40.220 The Analytics Edge Twitter Sentiment Analysis Kaggle Competition
Project Title: Twitter Sentiment Analysis Kaggle Competition
Description: The task is to develop an algorithm that determines what sort of weather the tweets reference. Specifically, the challenge is to determine whether a tweet has a negative, neutral, or positive sentiment. The following datasets are provided:
• train.csv: 22,500 tweets with the corresponding classification / sentiment. The integers 1, 2, and 3 indicate negative, neutral, and positive sentiment, respectively.

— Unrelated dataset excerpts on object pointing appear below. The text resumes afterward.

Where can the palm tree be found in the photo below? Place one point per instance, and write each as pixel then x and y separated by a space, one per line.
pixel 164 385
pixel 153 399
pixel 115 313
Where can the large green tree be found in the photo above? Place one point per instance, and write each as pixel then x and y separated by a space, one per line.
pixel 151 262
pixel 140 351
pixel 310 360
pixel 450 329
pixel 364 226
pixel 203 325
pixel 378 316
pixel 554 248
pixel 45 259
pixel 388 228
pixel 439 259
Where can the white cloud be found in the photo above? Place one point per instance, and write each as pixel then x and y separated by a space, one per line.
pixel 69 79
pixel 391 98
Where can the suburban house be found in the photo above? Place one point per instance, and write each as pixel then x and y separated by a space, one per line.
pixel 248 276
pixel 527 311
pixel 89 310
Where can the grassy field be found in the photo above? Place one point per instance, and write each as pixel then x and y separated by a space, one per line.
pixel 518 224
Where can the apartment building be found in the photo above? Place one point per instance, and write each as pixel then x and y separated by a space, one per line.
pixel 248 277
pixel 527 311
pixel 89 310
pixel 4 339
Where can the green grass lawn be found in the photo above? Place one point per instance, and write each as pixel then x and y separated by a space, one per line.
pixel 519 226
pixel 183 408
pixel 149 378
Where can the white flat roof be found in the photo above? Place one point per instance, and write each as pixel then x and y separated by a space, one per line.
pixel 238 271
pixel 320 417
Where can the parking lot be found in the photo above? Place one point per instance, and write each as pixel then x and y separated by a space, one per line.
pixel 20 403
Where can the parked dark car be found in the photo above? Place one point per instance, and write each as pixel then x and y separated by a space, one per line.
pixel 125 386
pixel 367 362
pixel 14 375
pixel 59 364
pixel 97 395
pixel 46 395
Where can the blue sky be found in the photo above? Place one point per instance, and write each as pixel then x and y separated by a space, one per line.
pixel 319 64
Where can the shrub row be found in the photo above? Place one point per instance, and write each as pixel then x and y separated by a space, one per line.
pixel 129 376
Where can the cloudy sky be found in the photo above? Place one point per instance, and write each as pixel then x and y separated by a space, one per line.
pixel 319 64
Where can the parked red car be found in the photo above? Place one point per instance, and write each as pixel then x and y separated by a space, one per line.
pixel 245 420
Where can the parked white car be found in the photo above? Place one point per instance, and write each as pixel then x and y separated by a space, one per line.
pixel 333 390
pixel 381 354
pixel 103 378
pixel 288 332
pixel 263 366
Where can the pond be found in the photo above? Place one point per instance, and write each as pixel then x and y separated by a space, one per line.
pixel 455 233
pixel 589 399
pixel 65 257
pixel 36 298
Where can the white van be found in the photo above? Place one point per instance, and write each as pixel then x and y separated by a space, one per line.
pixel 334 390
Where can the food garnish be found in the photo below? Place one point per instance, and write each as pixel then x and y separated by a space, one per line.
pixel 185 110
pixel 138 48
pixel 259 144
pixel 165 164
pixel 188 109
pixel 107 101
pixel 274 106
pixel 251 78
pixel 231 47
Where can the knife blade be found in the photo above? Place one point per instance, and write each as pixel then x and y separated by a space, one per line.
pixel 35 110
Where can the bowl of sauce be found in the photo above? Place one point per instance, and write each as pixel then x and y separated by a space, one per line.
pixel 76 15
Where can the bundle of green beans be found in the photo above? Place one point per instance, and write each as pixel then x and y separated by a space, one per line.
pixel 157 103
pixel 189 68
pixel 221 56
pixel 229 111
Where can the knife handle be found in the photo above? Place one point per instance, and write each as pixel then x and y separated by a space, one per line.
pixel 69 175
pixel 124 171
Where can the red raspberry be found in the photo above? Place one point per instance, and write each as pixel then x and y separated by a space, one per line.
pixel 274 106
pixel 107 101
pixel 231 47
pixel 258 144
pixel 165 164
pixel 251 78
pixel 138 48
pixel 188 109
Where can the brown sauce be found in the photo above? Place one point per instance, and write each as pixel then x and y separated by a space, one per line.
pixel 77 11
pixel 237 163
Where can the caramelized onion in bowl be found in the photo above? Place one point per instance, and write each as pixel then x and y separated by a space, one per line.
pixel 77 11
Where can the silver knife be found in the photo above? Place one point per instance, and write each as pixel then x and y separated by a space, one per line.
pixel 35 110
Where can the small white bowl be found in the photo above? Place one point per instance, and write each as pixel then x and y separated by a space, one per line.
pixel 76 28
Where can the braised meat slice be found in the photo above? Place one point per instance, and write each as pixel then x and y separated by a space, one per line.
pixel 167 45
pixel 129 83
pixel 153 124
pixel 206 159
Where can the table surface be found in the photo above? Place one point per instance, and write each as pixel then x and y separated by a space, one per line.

• test.csv: 7,500 tweets. Naturally, this dataset has no labels. It will be used to quantify the performance of the algorithms.
The performance of the algorithms will be then evaluated based on their capability of classifying correctly the sentiment of each tweet in the test dataset. In particular, the evaluation will be based on the accuracy metric, defined as the ratio between the number of correctly-classified samples and the total number of samples. Kaggle will calculate the value of the accuracy on two subsets of the test dataset, named public and private. The results on the public dataset will be available during the competition (public leaderboard), while the results on the private one will be available at the end of the competition (private leaderboard).
- Lee Min Shuen (1004244)
- Sim Wei Xuan, Samuel (1004657)
- Muhammad Hazwan Bin Mohamed Hafiz (1004122)
- R version 4.0.4
- Python 3.8 (Using reticulate for R-Python interoperability for the Keras library)
- Keras 2.7.0
- Tensorflow 2.4.0
Note when loading reticulate in R, rminiconda will be installed by default to load a python environment. Of which follow the instructions to install keras and tensorflow in the r-reticulate conda environment.
In conda prompt, type:
$ conda activate r-reticulate
$ pip install tensorflow==2.4.0
$ pip install keras
If python is already installed in the system, you can force reticulate to use python by setting the path.
In R console, type:
reticulate::use_python("path to python.exe",required=T)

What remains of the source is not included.